Reputation: 533
I have following two sample dataframes:
df1 <- data.frame(EVI_GT=c(0.23, 0.54, 0.36, 0.92), EVI_GNT=c(0.33, 0.65, 0.42, 0.73), EVI_GGT=c(0.43, 0.34, 0.22, 0.98))
df2 <- data.frame(T_ET_GT=c(0.56, 0.23, 0.95, 0.82), T_ET_GNT=c(0.10, 0.74, 0.36, 0.35), T_ET_GGT=c(0.52, 0.31, 0.65, 0.58))
I have to extract values from df2 corresponding to min and max of df1 (each row). For example, min (max) value of first row in df1 is 0.23 (0.43) i.e., column 1 (column 3) so the values that should be extracted from df2 will be 0.56 and 0.52 for the first row. Similar for row 2 and so on. Below is my desired output dataframe:
df3 <- data.frame(column1=c(0.56, 0.31, 0.65, 0.35), column2=c(0.52, 0.74, 0.36, 0.58))
How can we get df3 from df2 using conditions on df1?
Upvotes: 3
Views: 1114
Reputation: 4487
An approach using purrr
library(dplyr)
library(purrr)
df1 %>%
# list of row for df1
pmap(~c(...)) %>%
map2_dfr(.y = df2 %>% pmap(~c(...)), # map with list of row df2
.f = function(a, b) { # function that take min/max each row of df1 and extract df2
min_index <- which.min(a)
max_index <- which.max(a)
tibble(min = b[min_index], max = b[max_index])
})
# Output
# A tibble: 4 x 2
min max
<dbl> <dbl>
1 0.56 0.52
2 0.31 0.74
3 0.65 0.36
4 0.35 0.580
Upvotes: 2
Reputation: 389012
You can use which.min
and which.max
to get index of minimum and maximum value respectively.

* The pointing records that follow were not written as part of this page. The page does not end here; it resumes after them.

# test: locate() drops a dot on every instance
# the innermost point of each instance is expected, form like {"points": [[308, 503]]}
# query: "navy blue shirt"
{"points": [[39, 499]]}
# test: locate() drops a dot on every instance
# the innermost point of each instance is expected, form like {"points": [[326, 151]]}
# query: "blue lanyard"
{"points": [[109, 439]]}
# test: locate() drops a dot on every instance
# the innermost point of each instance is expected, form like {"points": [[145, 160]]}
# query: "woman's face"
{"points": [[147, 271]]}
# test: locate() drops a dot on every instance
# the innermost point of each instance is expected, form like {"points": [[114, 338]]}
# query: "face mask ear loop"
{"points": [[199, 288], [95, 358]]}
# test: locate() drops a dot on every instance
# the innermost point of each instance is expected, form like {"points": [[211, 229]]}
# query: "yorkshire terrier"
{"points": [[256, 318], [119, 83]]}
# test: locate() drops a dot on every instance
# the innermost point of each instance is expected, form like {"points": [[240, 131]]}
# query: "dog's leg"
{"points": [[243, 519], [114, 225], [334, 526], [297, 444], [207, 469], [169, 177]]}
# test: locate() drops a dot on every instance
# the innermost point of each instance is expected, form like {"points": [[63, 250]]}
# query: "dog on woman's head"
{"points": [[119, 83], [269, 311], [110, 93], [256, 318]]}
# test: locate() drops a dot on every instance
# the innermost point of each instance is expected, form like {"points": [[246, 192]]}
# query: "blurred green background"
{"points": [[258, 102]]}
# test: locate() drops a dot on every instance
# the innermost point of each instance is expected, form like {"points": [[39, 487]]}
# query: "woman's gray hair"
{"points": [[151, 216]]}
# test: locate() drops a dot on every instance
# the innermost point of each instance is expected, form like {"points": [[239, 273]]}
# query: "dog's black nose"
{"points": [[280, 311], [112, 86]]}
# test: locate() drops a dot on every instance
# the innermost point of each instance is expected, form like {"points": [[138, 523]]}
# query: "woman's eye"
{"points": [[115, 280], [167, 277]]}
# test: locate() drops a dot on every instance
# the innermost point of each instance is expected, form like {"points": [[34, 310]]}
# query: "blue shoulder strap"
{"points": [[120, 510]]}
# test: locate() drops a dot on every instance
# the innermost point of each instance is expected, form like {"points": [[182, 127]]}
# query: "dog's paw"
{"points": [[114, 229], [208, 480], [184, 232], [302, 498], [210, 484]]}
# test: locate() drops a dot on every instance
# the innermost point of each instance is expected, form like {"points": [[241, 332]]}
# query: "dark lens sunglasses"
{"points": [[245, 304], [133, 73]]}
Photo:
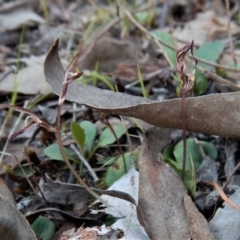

Use apply
to perform rowwise operation and subset the data from df2
.
data.frame(column1 = df2[cbind(1:nrow(df1), apply(df1, 1, which.min))],
column2 = df2[cbind(1:nrow(df1), apply(df1, 1, which.max))])
# column1 column2
#1 0.56 0.52
#2 0.31 0.74
#3 0.65 0.36
#4 0.35 0.58
Upvotes: 4
Reputation: 1751
Assuming your dataframes have the same dimensions, that should be fairly easy!
A very intuitive and simple way would be looping for the number of rows in df1
(or df2
) and finding the column which elements are max and min for every row in df1, thus using that information to subset df2 and attribute that value to df3.
df3 <- data.frame(
min = NA,
max = NA
)
for (i in seq_len(nrow(df1))) {
max_val <- which.max(df1[i, ])
min_val <- which.min(df1[i, ])
df3[i, 1] <- df2[i, min_val]
df3[i, 2] <- df2[i, max_val]
}
A more "dynamic" way of doing that would be extracting the "which.max" and "which.min" from df1 row by row (through an apply statement), thus forming a list of indexes. Then, one could define a matrix of row,col pairs (think of it as coordinates!) for the first and second conditions (min and max values).
indexes <- apply(df1, MARGIN = 1, function(x) {
return(list(min_idx = which.min(x), max_idx = which.max(x)))
})
indexes <- dplyr::bind_rows(indexes)
indexes$row <- 1:nrow(indexes)
mins_indexes <- as.matrix(dplyr::select(indexes, c("row", "min_idx")))
maxes_indexes <- as.matrix(dplyr::select(indexes, c("row", "max_idx")))
df3 <- data.frame(
min_vals = df2[mins_indexes],
max_vals = df2[maxes_indexes]
)
This solution is loosely based on this problem Selecting specific elements from a matrix all at once!
NOTE: I've made the process as intuitive as possible, you could certainly use more clever names and maybe use less lines of code.
Upvotes: 2